The Living Changelog
Your model vendor changed the model on Tuesday and didn't tell you. Run a daily replay against production or your customers will catch it before you do.
Your product changed last Tuesday
A model vendor deprecated a snapshot. Or rerouted a checkpoint behind the scenes. Or pushed a safety-training update that suddenly refuses requests it used to handle. Or fixed a tokenization bug that changed the output format. You didn't get an email. You didn't get a release note. Your customers found out before you did, in the worst possible way: by complaining about a thing that used to work.
This is the new operational reality of building with AI. You shipped a product you don't fully control. Pretending otherwise is the fastest way to lose your customers' trust.
What to do about it
Run a continuous eval replay against production. The same eval set, every day, against the live system. Any delta greater than noise is treated as an incident. Even if no customer has complained yet. You assume the model providers will change things without telling you, because they will, and you build the operational layer that catches it before your customers do.

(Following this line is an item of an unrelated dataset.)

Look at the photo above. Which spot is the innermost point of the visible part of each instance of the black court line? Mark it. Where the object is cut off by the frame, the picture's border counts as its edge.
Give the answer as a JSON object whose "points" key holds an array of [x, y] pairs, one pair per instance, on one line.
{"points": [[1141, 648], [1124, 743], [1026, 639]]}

Why "test once, ship, forget" doesn't work anymore
Most teams test once. Run an eval when the prompt or model changes, get a score, ship it, and never run that eval again. Meanwhile the model behind the API can shift behavior weekly without any version bump on your side.
Vendors don't always tell you. Even when major model versions deprecate, the comms are imperfect. Snapshots get rerouted. Safety training gets updated mid-version. Quantization changes get rolled out silently. Read your model vendor's changelog and assume that 80 percent of what they actually change is not on it.
Your customers will tell you. Eventually. After it's been broken for two weeks. Via a sales escalation. After they've already mentioned it to a competitor.
And without continuous replay, when a customer says "this got worse," you can't reproduce the regression. You can't show what changed. You can't date the regression. You don't have operational ground truth.
The replay system, three components
It's simpler than it sounds.
1. The replay set. Take the production eval set you use as the spec for each surface (see The Eval Is The Spec). This is your ground truth. Each surface has one. The set is small enough to run cheaply (50 to 300 examples), large enough to detect drift across slices.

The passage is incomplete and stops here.